Army Staff Sgt. Logan J. Melgar, a Green Beret whose death is being investigated by the Navy Criminal Investigative Service. (Photo: U.S. Army)

More than a year has passed since the death of U.S. Green Beret Logan Melgar in Bamako, Mali. Investigators now believe they have men of interest – two Navy SEALS and two Marine Raiders. The four face charges that include felony murder in the strangulation death of Staff Sgt. Melgar.

A preliminary hearing on the charges is scheduled for Dec. 4.

The alleged authors of the heinous crime were suspected of skimming from a fund for informants and taking prostitutes back to the safe house in Bamako, as reported by the Daily Beast. Picking up some duct tape, the four suspects broke down his door around 5 a.m., bound him with tape and put him in a chokehold till he lost consciousness and died.

Melgar, a Lubbock, Texas native with Special Forces training, had completed two deployments to Afghanistan as an engineer sergeant.

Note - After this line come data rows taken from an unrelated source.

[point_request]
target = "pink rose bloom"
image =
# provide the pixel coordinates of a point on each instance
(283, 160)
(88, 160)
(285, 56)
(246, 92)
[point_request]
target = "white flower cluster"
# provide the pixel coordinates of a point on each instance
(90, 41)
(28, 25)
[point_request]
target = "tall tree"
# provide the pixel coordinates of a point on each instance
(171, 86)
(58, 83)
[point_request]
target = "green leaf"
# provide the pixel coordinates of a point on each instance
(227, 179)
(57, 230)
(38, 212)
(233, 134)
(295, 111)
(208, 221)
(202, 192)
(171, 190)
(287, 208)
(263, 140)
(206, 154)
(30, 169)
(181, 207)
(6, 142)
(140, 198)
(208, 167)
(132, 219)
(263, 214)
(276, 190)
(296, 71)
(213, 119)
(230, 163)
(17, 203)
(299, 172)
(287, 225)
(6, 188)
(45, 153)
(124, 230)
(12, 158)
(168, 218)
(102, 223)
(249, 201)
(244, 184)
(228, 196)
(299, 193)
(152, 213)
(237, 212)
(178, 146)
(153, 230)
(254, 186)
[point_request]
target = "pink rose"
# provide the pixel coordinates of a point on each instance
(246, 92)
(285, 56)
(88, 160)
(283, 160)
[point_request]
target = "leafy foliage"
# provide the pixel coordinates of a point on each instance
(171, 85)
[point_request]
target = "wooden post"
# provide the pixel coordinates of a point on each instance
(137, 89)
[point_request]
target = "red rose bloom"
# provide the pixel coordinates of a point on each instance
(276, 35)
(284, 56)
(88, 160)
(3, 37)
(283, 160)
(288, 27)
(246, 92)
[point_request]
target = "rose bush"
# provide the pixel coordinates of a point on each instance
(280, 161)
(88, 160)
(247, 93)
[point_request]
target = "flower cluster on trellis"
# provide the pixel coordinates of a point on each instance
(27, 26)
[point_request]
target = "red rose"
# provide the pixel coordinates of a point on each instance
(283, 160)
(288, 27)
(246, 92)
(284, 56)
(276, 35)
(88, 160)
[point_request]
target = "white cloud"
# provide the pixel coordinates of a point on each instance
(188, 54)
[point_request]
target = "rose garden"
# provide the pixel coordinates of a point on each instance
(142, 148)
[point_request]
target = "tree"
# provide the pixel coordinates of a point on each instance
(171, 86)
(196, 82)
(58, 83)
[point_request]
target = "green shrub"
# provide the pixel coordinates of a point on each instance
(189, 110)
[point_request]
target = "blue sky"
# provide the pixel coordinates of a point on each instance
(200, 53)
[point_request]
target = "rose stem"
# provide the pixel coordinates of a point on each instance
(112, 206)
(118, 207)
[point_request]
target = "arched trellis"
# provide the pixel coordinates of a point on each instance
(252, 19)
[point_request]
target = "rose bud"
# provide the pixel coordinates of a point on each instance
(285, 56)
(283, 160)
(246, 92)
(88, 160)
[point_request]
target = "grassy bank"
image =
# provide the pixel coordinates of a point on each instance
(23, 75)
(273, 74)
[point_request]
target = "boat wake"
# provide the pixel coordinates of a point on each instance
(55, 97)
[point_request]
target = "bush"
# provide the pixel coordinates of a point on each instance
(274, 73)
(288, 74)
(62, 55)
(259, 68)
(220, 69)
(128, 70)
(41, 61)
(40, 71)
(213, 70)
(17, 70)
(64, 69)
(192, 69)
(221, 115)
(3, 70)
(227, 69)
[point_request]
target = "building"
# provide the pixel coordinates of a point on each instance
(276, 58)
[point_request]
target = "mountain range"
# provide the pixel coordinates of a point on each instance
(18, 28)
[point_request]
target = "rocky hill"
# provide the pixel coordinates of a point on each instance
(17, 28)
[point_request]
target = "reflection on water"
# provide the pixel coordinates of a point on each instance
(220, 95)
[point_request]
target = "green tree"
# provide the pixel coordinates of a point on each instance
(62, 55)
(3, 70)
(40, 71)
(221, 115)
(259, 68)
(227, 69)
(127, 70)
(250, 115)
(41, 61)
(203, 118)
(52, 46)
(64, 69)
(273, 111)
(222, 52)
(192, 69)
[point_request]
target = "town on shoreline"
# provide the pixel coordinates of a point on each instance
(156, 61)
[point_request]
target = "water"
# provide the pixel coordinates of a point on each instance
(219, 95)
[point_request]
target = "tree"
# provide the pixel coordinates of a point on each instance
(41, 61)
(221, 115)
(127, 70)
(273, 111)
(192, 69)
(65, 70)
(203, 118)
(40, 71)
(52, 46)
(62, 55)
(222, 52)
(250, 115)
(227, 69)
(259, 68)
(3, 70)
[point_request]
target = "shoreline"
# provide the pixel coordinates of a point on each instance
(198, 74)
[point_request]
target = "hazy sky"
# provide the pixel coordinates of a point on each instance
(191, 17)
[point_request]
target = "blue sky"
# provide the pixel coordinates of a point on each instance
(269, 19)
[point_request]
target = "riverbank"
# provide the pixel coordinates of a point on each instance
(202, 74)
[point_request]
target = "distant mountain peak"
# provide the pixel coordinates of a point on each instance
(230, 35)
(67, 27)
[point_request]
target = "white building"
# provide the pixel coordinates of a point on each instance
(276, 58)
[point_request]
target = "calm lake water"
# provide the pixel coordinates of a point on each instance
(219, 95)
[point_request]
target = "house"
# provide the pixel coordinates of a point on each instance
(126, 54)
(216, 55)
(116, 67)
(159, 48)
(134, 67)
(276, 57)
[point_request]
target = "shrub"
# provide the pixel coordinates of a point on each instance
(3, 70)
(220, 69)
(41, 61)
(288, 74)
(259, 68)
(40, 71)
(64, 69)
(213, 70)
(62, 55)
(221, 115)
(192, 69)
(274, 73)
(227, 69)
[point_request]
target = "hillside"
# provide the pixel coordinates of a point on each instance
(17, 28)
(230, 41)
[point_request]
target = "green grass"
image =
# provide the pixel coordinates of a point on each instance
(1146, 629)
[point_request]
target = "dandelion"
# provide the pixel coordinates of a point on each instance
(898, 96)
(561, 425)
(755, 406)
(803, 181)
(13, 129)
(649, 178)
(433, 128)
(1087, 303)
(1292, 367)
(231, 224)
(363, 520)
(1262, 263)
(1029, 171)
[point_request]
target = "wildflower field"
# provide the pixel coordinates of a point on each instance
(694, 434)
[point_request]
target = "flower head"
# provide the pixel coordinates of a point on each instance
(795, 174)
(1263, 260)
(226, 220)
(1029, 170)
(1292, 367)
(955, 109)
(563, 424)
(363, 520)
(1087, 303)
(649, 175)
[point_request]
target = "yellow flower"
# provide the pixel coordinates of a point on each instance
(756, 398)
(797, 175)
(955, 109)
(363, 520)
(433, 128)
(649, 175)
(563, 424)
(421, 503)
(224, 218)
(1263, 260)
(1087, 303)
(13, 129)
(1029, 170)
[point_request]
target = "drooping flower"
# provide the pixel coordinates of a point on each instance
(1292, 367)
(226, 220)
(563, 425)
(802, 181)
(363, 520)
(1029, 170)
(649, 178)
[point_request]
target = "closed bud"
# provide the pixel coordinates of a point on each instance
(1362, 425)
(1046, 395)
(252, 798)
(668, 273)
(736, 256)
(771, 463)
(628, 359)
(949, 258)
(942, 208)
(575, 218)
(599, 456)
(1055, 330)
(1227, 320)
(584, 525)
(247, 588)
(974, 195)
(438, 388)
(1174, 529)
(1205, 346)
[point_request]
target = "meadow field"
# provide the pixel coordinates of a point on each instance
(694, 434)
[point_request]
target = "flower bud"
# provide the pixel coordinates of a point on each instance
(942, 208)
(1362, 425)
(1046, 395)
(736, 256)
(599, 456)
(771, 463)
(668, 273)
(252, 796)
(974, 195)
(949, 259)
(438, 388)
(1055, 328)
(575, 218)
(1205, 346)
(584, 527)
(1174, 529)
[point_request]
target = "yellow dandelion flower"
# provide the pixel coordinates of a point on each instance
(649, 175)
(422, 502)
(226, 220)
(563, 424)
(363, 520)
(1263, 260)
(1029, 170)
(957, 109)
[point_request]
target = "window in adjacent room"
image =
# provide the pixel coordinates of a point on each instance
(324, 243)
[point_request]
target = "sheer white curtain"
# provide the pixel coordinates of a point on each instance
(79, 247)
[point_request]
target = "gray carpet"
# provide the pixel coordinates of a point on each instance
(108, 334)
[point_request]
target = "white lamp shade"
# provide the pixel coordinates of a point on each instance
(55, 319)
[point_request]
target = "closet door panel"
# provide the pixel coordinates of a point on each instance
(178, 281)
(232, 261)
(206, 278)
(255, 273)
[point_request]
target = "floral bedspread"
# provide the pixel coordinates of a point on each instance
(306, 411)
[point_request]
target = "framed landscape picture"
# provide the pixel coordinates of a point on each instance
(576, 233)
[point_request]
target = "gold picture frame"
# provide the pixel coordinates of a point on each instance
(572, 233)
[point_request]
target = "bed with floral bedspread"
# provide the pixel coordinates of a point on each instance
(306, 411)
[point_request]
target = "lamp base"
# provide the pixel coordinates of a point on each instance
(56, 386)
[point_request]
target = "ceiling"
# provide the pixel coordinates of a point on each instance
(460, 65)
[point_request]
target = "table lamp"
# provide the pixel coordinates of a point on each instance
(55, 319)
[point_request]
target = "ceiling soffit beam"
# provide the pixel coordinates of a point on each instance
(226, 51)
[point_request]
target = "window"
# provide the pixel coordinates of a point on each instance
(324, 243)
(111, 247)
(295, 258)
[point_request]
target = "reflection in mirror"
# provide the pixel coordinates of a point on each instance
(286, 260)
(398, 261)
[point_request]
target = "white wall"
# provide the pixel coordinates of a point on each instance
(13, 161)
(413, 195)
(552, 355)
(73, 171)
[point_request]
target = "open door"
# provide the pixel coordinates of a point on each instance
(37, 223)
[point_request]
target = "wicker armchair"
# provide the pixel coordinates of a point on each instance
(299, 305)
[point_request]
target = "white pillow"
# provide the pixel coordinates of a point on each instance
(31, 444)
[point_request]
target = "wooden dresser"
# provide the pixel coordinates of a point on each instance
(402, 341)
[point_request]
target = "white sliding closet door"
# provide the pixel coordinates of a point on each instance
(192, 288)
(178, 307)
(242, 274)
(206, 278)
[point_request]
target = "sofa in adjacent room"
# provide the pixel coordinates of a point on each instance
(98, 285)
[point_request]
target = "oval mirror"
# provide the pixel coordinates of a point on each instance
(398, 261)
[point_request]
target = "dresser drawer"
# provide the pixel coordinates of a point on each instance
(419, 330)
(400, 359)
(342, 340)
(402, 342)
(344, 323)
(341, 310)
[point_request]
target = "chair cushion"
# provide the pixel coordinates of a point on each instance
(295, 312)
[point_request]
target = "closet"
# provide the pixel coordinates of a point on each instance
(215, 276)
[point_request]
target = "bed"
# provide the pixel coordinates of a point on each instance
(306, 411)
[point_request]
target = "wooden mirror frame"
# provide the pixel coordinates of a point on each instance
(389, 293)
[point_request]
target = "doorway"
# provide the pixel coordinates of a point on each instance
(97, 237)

Melgar’s death was more than a tragic ending to a noble life of service – it brought to light a U.N. mission intended for peacekeeping but eventually taking sides in Mali’s insurgent war.

The U.N. mission – MINUSMA – had been escalating peacekeeping duties to active operations and finally to “proactive and robust” intervention – language that seemed to encourage more offensive operations.

Eventually 15,436 personnel were based in Mali from over a dozen countries. Burkina Faso was a top troop contributor. Senegal contributed the most police.

“We need to be able to hit the terrorists before they hit us,” explained the U.N.’s top official in the northern city of Gao.

But the U.N.’s dilemma goes beyond its lack of preparation or anti-terrorism equipment. Diplomats are instead debating: Should U.N. forces engage in counterterrorism at all?

A front-line role violates the core principle of impartiality and ultimately makes peacekeepers less safe, critics say.

“Peacekeepers are only meant to use deadly force to protect civilians or to stop spoilers from threatening a peace process, not to pursue any group’s military defeat,” said Aditi Gorur, head of Protecting Civilians in Conflict at the Stimson Center, a research center based in DC.

A more aggressive counterterrorism mandate, she and others argue, could hurt the U.N.’s ability to mediate between warring groups.

Already, the International Committee of the Red Cross has described the U.N. as a “party to the conflict.”

The Mali mission is considered the most dangerous UN mission in the world; 22 peacekeepers were killed this year alone and 177 have been killed since the mission began in 2013. This week, Canada announced it will end its Mali mission after it expires in July. U.S. plans are not known.